The one sentence to remember
Wire whatever you have into whatever you need; only the baking and meshing ones cost real time.
Most conversions are instant re-labelling. A few do genuine work — turning a recipe into pixels, or shapes into a solid mesh. Those are the only ones worth being deliberate about.
Free conversions (instant)
These cost essentially nothing — DNA is just re-reading the same data a different way:
Number into a colour — becomes a shade of grey (the number sets the brightness).
Number into a position or vector — fills the first axis.
A Gradient into a colour input — the gradient becomes a left-to-right colour field, ready to sample or composite.
A shape into a field or fill input — your Analytic shapes flow straight in as a usable field.
A light into a colour input — a light is a colour-over-space, so it drops into colour graphs directly.
An image into a colour input — an image already counts as a colour field, no conversion needed.

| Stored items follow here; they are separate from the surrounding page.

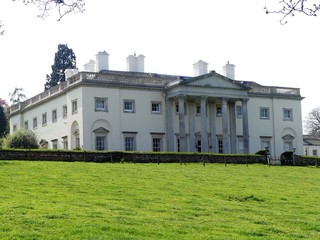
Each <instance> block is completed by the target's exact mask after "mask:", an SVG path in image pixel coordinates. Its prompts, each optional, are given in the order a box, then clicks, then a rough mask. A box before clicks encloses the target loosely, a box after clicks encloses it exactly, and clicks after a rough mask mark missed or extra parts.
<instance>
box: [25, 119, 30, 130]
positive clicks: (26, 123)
mask: <svg viewBox="0 0 320 240" xmlns="http://www.w3.org/2000/svg"><path fill="white" fill-rule="evenodd" d="M24 129H25V130H28V129H29V122H28V120H26V121H24Z"/></svg>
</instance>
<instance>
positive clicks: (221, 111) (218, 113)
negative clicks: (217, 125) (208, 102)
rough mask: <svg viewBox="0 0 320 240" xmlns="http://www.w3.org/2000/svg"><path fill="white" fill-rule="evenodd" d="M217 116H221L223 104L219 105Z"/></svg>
mask: <svg viewBox="0 0 320 240" xmlns="http://www.w3.org/2000/svg"><path fill="white" fill-rule="evenodd" d="M216 110H217V116H221V115H222V107H221V106H217V109H216Z"/></svg>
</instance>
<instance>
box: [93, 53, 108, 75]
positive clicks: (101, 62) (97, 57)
mask: <svg viewBox="0 0 320 240" xmlns="http://www.w3.org/2000/svg"><path fill="white" fill-rule="evenodd" d="M101 70H109V54H108V53H107V52H106V51H103V52H98V54H97V55H96V72H100V71H101Z"/></svg>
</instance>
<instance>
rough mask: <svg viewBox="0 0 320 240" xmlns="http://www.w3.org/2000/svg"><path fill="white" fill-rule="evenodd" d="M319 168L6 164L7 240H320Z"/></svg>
mask: <svg viewBox="0 0 320 240" xmlns="http://www.w3.org/2000/svg"><path fill="white" fill-rule="evenodd" d="M319 174H320V169H318V168H308V167H268V166H264V165H249V166H248V167H246V166H245V165H228V166H226V167H225V166H224V165H222V164H207V165H206V166H202V165H201V164H190V165H186V166H185V165H179V164H160V165H156V164H95V163H62V162H18V161H13V162H5V161H2V162H0V202H1V205H0V239H308V240H309V239H320V185H319V179H320V175H319Z"/></svg>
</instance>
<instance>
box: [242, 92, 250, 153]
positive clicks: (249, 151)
mask: <svg viewBox="0 0 320 240" xmlns="http://www.w3.org/2000/svg"><path fill="white" fill-rule="evenodd" d="M248 100H249V99H246V98H244V99H242V129H243V151H244V153H250V144H249V123H248Z"/></svg>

A specific kind of collection into a general one — e.g. your circles flowing into a node that accepts "any collection."
If a wire connects without a pause or a console note, it was a free conversion. Connect freely and don't overthink it.

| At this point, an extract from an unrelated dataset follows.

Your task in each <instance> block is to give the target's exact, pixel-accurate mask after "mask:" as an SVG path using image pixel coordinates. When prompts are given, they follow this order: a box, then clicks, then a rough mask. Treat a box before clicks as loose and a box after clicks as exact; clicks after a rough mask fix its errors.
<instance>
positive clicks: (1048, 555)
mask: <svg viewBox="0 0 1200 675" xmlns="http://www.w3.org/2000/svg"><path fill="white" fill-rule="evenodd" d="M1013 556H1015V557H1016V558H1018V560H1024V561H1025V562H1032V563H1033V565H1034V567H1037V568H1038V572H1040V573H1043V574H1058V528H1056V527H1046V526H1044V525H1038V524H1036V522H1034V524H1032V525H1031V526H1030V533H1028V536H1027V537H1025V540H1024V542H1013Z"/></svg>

Conversions that cost real time
These do actual computation — often on the GPU. They're still automatic, but they're the ones to be aware of when a graph feels heavy:
Shapes or collections into pixels (rasterising) — when shapes meet an image input, DNA renders them to a pixel image first. This is the most common "real work" conversion.
Baking a field into an image — a procedural field (noise, a gradient recipe, a colour formula) gets rendered to actual pixels because the next node needs real pixels to sample, not a recipe. Baked at a default resolution you can adjust.
Building a Distance Field from a mesh — measures distance to the surface so the shape can be blended, offset, or combined smoothly.
Points into a solid shape — a cloud of points becomes a smooth blobby surface (think metaballs), ready to mesh.
Meshing a field into geometry — turns a Distance Field or Volume into real geometry with points and surfaces.
Baking a Distance Field into a Volume — fills a 3D grid so volume-only nodes can read it.
A baked image or volume uses a default resolution. If the result looks soft or chunky, the automatically-inserted conversion exposes a resolution setting you can raise — no need to rewire anything.
Not everything converts. Some pairs genuinely don't fit (for example, a 3D volume into a flat-image-only input). When that happens the wire is refused and the console explains why, rather than silently producing something wrong.
Watching it happen
DNA reports conversions in the in-app console as it builds your graph. You'll see when an automatic conversion is inserted, and a special note whenever data crosses between CPU and GPU — those crossings are often the slowest link in a chain, so the console flags them on purpose. If a graph feels sluggish, this is the first place to look.
The "cook" badge on a node is related: it tells you how often a node re-runs its work. A heavy conversion that re-cooks every frame is worth more attention than one that runs once.